By Rich Plunkett
SPEEA Director of Strategic Development
On Oct. 11, 2024, Boeing CEO Kelly Ortberg released a message to employees announcing a reduction in force as part of his vision for “Positioning for the Future.”
His announcement said a 10% reduction in employment was necessary to achieve business goals, including to “ensure we stay competitive” and to “focus our resources on performing and innovating in the areas that are core to who we are, rather than spreading ourselves across too many efforts.”
Nowhere in the message was there mention of Boeing having an excess of employees for the backlog of work at hand.
This edict from the new CEO appears to have flowed down to working-level managers with little to no resistance along the way. The announcement left line managers scrambling to figure out how to accomplish the work assigned to their teams with fewer people.
Adding to the chaos, this reduction in force (or RIF) included a “non-working RIF” component that our union had not seen before at Boeing.
Instead of SPEEA-represented engineers and technical workers who were facing layoffs having 60 days to finish out their projects and assignments or hand them off to colleagues, laid-off workers were told within days to turn in their Boeing-issued equipment, and they had their internal communications tools severed. Then they were shoved out the door.
This has resulted in scores of laid-off SPEEA members calling our union halls asking for advice on who they could inform about the status of the work they were doing for Boeing, including updating managers on what tasks had been finished and which were still in progress.
It almost seems like the SPEEA members who are leaving Boeing care more about the work they’d been assigned to do than the company does itself.
In addition, we’ve received reports from SPEEA members that suggest some Boeing managers are attempting to exploit what they see as loopholes in the SPEEA contracts.
In some instances, Boeing managers are attempting to keep laid-off SPEEA members on the job by shuffling people between accounting columns.

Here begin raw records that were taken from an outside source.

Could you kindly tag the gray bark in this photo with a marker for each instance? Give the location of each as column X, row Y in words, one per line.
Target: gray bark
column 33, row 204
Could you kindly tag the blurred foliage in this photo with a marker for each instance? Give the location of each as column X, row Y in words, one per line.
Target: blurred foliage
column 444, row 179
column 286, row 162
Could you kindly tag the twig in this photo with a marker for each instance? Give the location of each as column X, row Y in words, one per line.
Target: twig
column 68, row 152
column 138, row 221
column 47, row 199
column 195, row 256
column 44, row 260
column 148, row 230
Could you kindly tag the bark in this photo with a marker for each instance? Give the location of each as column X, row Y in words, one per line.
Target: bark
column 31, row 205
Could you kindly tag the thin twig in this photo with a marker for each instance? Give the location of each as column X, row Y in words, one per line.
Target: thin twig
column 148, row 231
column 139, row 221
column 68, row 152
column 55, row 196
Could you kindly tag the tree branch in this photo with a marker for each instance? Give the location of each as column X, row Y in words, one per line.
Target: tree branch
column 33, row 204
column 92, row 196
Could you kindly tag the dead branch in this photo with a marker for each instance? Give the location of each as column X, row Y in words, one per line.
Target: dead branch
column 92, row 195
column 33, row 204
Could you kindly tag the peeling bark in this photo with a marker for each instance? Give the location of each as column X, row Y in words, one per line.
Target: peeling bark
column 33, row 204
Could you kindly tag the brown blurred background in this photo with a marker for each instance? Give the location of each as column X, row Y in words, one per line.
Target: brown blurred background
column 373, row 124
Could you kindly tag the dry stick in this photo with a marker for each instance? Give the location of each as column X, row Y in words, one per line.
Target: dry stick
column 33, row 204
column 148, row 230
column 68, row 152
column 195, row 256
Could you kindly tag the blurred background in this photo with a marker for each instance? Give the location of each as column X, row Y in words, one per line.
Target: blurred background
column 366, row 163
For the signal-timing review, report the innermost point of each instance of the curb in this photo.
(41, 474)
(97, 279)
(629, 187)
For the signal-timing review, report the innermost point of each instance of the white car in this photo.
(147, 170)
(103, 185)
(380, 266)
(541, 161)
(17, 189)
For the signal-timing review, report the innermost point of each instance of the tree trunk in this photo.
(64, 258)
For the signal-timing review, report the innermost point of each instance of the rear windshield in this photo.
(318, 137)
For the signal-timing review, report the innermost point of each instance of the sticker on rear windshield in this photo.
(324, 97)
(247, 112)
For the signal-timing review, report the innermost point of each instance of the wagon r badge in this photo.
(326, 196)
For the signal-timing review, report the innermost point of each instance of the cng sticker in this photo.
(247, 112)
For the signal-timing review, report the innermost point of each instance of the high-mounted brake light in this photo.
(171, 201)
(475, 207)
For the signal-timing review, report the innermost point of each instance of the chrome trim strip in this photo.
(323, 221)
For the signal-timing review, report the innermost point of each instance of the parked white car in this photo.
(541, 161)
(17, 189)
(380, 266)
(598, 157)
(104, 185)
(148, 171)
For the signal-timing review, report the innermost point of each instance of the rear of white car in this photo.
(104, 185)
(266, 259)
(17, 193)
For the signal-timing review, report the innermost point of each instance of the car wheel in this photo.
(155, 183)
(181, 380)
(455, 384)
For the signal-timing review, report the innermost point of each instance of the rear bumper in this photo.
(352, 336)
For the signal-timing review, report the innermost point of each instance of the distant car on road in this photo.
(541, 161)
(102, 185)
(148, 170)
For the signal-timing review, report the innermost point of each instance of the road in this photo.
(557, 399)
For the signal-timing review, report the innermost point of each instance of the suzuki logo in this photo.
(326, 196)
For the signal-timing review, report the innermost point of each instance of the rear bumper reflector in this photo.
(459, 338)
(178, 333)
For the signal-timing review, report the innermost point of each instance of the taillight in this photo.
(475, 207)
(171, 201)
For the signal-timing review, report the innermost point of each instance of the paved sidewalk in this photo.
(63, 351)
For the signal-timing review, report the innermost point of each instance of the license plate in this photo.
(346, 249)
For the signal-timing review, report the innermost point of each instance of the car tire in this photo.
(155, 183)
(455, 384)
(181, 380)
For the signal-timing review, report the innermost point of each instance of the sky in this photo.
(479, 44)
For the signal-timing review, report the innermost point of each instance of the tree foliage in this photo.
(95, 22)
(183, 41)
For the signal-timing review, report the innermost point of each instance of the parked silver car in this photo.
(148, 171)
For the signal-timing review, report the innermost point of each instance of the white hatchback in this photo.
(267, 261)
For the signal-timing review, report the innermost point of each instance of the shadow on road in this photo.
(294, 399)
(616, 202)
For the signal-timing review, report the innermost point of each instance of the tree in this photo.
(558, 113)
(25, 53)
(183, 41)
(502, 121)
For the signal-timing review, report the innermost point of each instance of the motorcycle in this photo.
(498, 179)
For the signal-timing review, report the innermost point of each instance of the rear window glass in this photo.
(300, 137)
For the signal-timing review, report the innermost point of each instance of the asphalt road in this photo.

Some SPEEA-represented employees facing layoff have been told that they could continue to perform their work at Boeing – albeit for lesser pay. They’ve been told to apply for work with a third-party employment contractor, which has been providing workers to Boeing under a Purchased Service contract. This third-party contractor then would send the laid-off SPEEA member back to Boeing.
This contractor is a multi-national, technology outsourcing corporation based in India that is largely dependent upon H-1B visas.
Also, a handful of managers have tried to use the layoffs as an opportunity to purge their ranks of employees who have asked too many questions – even when those employees are members of Boeing’s elite cadre of engineers in the Boeing Technical Fellowship program.
SPEEA is currently investigating some of these layoffs as likely violations of our union’s contracts with Boeing. We’ve alerted Boeing’s Labor Relations leaders to these problems. Based on the responses we’ve received; it appears likely our union will have to go to arbitration to get these contract violations overturned.
While the outcome of any arbitration is at least six to 12 months away, SPEEA-represented Boeing workers are expressing sincere fear in the workplace NOW. They believe if they speak up in any meaningful way about a quality or safety issue, they will be laid off, too.
This, obviously, is antithetical to building a robust safety culture at Boeing.
Finally, some of the work that was being performed by SPEEA members who are now facing layoffs is being sent to Boeing facilities outside the United States – the Boeing India Engineering & Technology Center in particular – where Boeing employees earn significantly less than their American counterparts.
These overseas work transfers should trigger the protocols covered in Letter of Understanding 28, “Relating to Work Movement” in SPEEA’s contracts.
However, Boeing Labor Relations leaders say they are “not aware” of any such work movement, despite a growing body of reports documenting the transfers. This, too, seems like a case that will require an arbitration ruling to correct a contract violation.
In the meantime, Boeing employees are receiving the clear message that cheaper labor in the name of cost reductions is far more real than any safety culture improvements proclaimed by executives.